Haydi, yap!
Türkiye’nin Avrupa Birliği macerasının inişli ve çıkışlı olduğu herkesin bildiği bir konu. Hava durumu gibi değişebilen bir tablo ile karşı karşıyayız. “Her şey yolunda, AB...
Türkiye’nin Avrupa Birliği macerasının inişli ve çıkışlı olduğu herkesin bildiği bir konu.
Hava durumu gibi değişebilen bir tablo ile karşı karşıyayız. “Her şey yolunda, AB üyeliği göründü” diye düşünülen bir anda ilişkiler bozulabiliyor.

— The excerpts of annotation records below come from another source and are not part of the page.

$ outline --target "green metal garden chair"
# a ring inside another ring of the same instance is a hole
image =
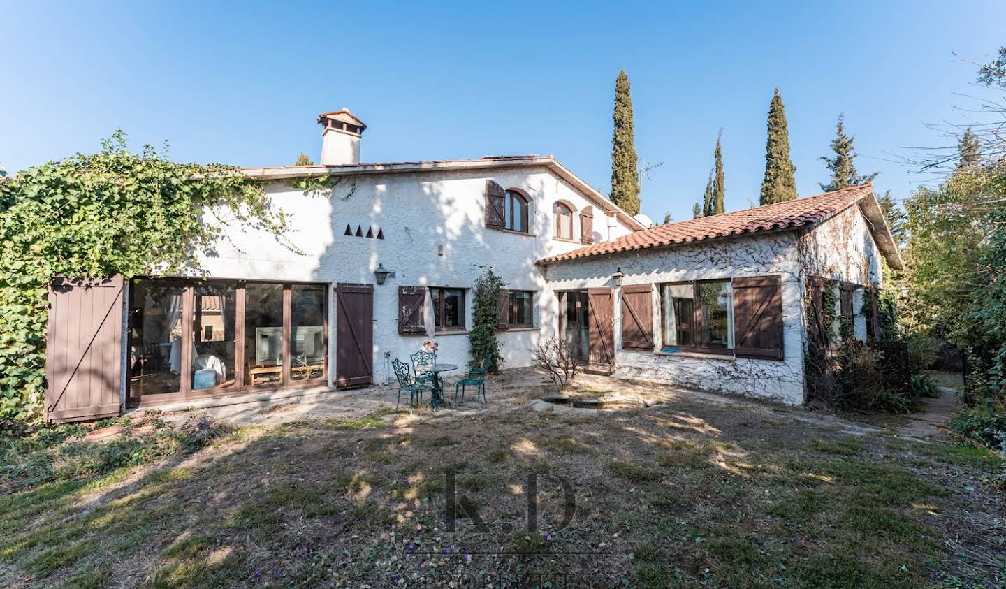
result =
[[[408,357],[412,360],[412,372],[415,373],[415,382],[429,384],[432,387],[434,374],[430,371],[421,371],[418,366],[429,366],[437,363],[437,352],[421,349]]]
[[[482,363],[479,367],[472,369],[465,373],[465,376],[458,381],[458,384],[454,386],[454,405],[458,406],[458,389],[461,389],[461,402],[465,403],[465,388],[475,387],[475,400],[479,403],[479,409],[482,409],[482,400],[485,400],[486,405],[489,405],[489,399],[486,398],[486,374],[489,373],[489,358],[483,358]],[[479,399],[479,394],[482,394],[482,400]]]
[[[398,411],[398,404],[401,403],[401,392],[405,391],[408,393],[408,412],[411,413],[412,408],[415,407],[416,399],[423,403],[423,392],[429,391],[430,385],[416,383],[408,372],[408,364],[400,359],[394,358],[391,360],[391,365],[394,367],[394,377],[398,380],[398,400],[394,403],[394,410]]]

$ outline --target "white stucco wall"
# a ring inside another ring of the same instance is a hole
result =
[[[877,285],[882,280],[880,251],[869,220],[858,205],[851,206],[830,219],[815,226],[799,241],[801,264],[806,276],[844,280],[858,285]],[[835,316],[839,316],[838,287],[835,286]],[[853,334],[866,340],[866,314],[863,311],[863,290],[852,296]],[[838,322],[832,325],[838,329]]]
[[[485,182],[491,178],[504,188],[516,188],[531,197],[530,235],[485,228]],[[589,198],[558,178],[547,167],[513,167],[493,170],[424,171],[356,176],[338,185],[330,197],[305,195],[287,185],[269,188],[275,205],[289,215],[291,231],[286,238],[295,252],[272,235],[223,223],[225,239],[216,254],[202,260],[211,277],[288,280],[374,285],[373,366],[375,382],[383,382],[385,353],[407,360],[426,336],[399,335],[397,330],[398,286],[465,288],[466,325],[471,325],[471,287],[489,265],[513,290],[535,291],[535,328],[501,332],[505,367],[531,363],[530,349],[547,323],[554,305],[542,296],[544,279],[534,262],[545,256],[580,247],[579,217]],[[552,239],[552,203],[563,200],[574,210],[577,242]],[[607,235],[606,215],[595,205],[595,238],[607,240],[631,233],[617,219]],[[372,228],[384,239],[343,235]],[[396,274],[377,285],[377,265]],[[335,376],[335,305],[329,298],[330,374]],[[545,316],[543,316],[545,315]],[[467,332],[438,335],[440,358],[464,364],[469,360]]]
[[[624,350],[621,347],[621,290],[616,290],[616,376],[689,389],[747,395],[786,403],[804,401],[804,326],[802,274],[795,233],[713,242],[653,252],[625,253],[549,265],[548,287],[553,292],[596,286],[614,286],[611,275],[621,268],[623,283],[668,283],[686,280],[729,279],[781,275],[783,282],[783,360],[710,357],[684,353]],[[557,301],[548,297],[557,313]],[[659,295],[654,292],[654,338],[661,346]],[[558,330],[553,319],[551,333]]]

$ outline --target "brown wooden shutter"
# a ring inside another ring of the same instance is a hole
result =
[[[486,227],[506,227],[506,190],[493,180],[486,180]]]
[[[594,243],[594,207],[584,206],[579,211],[579,242],[581,244]]]
[[[496,327],[510,328],[510,291],[504,289],[496,295]]]
[[[124,284],[116,276],[49,285],[45,421],[119,415]]]
[[[733,279],[733,353],[783,359],[783,277]]]
[[[622,288],[622,347],[653,350],[653,285]]]
[[[612,289],[588,289],[590,301],[590,370],[611,374],[615,371],[615,304]]]
[[[426,333],[423,317],[426,302],[426,287],[398,287],[398,333]]]

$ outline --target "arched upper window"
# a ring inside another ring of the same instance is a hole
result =
[[[560,240],[572,239],[572,210],[562,202],[555,203],[555,237]]]
[[[506,191],[504,227],[510,231],[527,233],[527,198],[516,190]]]

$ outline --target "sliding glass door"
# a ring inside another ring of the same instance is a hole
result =
[[[324,284],[139,278],[130,297],[132,404],[328,376]]]

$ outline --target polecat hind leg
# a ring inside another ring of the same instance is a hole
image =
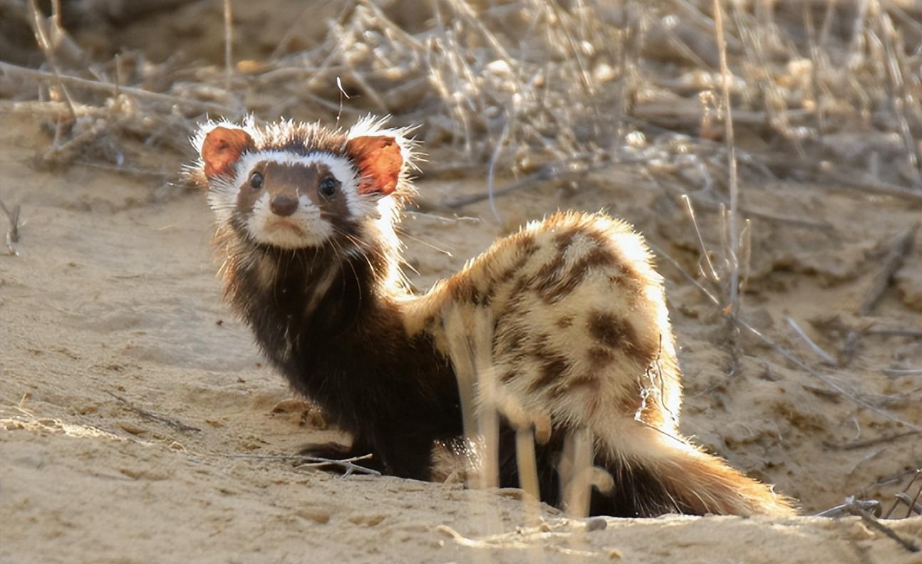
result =
[[[708,454],[679,435],[644,427],[597,452],[614,489],[594,496],[593,512],[656,516],[664,512],[703,515],[796,514],[791,500]]]

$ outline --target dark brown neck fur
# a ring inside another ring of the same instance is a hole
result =
[[[292,387],[385,472],[427,478],[432,441],[461,434],[457,386],[429,338],[408,337],[398,306],[380,295],[384,254],[257,246],[240,231],[222,241],[228,298]]]

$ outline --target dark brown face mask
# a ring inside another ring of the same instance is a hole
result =
[[[256,201],[268,194],[269,209],[280,217],[298,210],[301,196],[320,209],[322,218],[336,223],[349,216],[342,182],[324,163],[258,162],[237,194],[237,209],[249,214]]]

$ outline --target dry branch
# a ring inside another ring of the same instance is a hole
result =
[[[160,421],[160,423],[165,423],[165,424],[169,425],[170,427],[172,427],[173,429],[181,430],[181,431],[192,431],[192,432],[196,432],[197,433],[197,432],[201,432],[201,430],[202,430],[202,429],[198,429],[197,427],[192,427],[191,425],[186,425],[185,423],[183,423],[182,421],[179,421],[177,419],[173,419],[173,418],[168,417],[166,416],[161,416],[161,415],[159,415],[159,414],[148,411],[147,409],[142,409],[142,408],[138,407],[137,405],[132,404],[128,400],[124,399],[121,395],[119,395],[117,394],[113,394],[112,392],[109,392],[108,390],[105,390],[105,393],[108,394],[109,395],[114,397],[115,399],[117,399],[119,402],[121,402],[128,409],[130,409],[130,410],[132,410],[132,411],[134,411],[134,412],[136,412],[136,413],[137,413],[137,414],[139,414],[139,415],[141,415],[141,416],[143,416],[145,417],[148,417],[148,419],[152,419],[154,421]]]
[[[883,297],[883,292],[890,286],[891,278],[900,269],[906,255],[912,251],[913,242],[916,240],[916,232],[918,229],[919,224],[916,223],[903,229],[893,238],[892,246],[887,254],[887,258],[883,261],[883,266],[874,278],[874,283],[871,285],[870,290],[868,292],[858,310],[861,315],[868,315],[873,311],[881,298]]]

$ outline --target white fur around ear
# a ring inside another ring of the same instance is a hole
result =
[[[419,170],[417,144],[408,136],[414,128],[384,127],[387,119],[367,115],[359,120],[346,134],[347,152],[365,179],[361,193],[411,194],[410,172]]]

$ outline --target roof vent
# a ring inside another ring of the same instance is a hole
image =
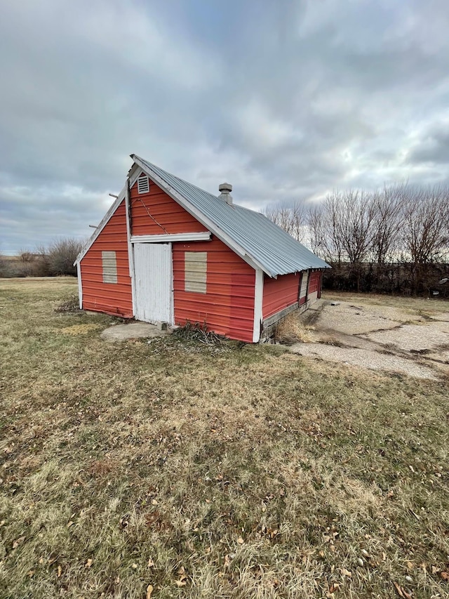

Bunun sebebi, tarafların vazifesini hakkıyla yapmaması olabilir. İdarecilerin bir hatası da, AB üyeliği için gerekli olan şartları yerine getirmeden birliğe üye olmaya çalışmalarıdır. En basit bir derneğe üye olurken bile üyelerin ‘üyelik şartları’na uyması beklenir. Hem şartlara uymayıp hem de “Beni üye yapmıyorlar” demek doğru değil. Yıllar önce AB’ye üye olmak için yola çıkan Türkiye’nin bunca yıl sonra üye olamaması tek başına AB’nin engellemesi ile izah edilemez. Elbette AB içindeki muhaliflerin de bu neticede payı var, ama asıl mesele Türkiye’yi idare edenlerin üyelik şartlarına uymamasıdır. Türkiye’nin AB’ye üye olmasının ‘millet menfaatine’ olduğu ekseriyetin kabul ettiği bir durum. Üyeliğin muhtemel zararları da olabilir. Ancak ‘kâr’ ve ‘zarar’ tablosuna bakıldığında ‘kâr/fayda’ hanesinin daha ağır bastığı belli.